Thermo Fisher Scientific has launched a €10.4 billion bid for German genetic testing company Qiagen, the US-based company said today.
Qiagen, which makes diagnostic kits for cancer and tuberculosis, said both its management and supervisory boards would recommend the offer to its shareholders.
The company has also started shipping a new testing kit for the coronavirus to hospitals in China.
At €39 per share, the offer represents a 23% premium to Qiagen's closing price on Monday, Qiagen said, adding the bid assumed €1.26 billion in net debt.
Thermo Fisher, which provides scientific instruments, software and other services for scientific research and healthcare sectors, said the deal would generate $200m in synergies by year three following the deal's close.
"This acquisition provides us with the opportunity to leverage our industry-leading capabilities and R&D expertise to accelerate innovation and address emerging healthcare needs," Thermo Fisher CEO Marc Casper said.
The Massachusetts-based company has a market valuation of around $120 billion, according to Refinitiv data.

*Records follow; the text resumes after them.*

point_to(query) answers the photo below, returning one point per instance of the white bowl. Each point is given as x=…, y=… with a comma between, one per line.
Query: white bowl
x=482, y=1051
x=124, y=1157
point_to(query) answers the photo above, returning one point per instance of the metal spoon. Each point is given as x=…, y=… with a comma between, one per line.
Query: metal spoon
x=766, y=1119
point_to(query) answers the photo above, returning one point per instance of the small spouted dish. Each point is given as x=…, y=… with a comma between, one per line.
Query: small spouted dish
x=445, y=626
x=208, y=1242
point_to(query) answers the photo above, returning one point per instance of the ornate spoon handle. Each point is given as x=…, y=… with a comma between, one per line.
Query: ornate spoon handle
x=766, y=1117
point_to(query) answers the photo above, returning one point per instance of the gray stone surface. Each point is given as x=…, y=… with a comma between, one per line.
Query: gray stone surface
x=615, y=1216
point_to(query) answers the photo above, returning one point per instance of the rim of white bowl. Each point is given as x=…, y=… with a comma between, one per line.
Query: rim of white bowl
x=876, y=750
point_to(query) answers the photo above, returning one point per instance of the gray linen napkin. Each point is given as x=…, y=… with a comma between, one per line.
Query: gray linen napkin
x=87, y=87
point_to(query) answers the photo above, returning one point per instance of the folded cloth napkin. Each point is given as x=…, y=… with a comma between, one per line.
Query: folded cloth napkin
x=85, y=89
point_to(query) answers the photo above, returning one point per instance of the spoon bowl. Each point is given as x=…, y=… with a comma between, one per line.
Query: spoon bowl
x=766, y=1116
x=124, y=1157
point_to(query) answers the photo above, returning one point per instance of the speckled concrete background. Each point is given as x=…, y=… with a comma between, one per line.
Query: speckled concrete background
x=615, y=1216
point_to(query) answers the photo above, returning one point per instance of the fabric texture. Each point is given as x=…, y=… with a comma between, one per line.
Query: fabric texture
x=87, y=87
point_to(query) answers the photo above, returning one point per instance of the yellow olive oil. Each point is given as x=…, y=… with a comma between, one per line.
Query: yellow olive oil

Qiagen CEO Thierry Bernard also welcomed a deal.
"This strategic step with Thermo Fisher will enable us to enter a promising new era and will give our employees the opportunity to have an even greater impact," he said.
The German-listed company said last November that it had started to review options, including a sale, after receiving indications of interest from potential suitors.
However, the following month it said it had decided its best option was to remain a standalone business.
Qiagen had been thrown into turmoil in October when its long-serving CEO Peer Schatz resigned and the company announced a reversal of its strategy, saying it would stop developing its next-generation genome sequencing machines and instead collaborate with industry leader Illumina.
In February, the company beat analysts' expectations for quarterly sales and profits, citing savings generated following the decision to exit genome sequencing machines.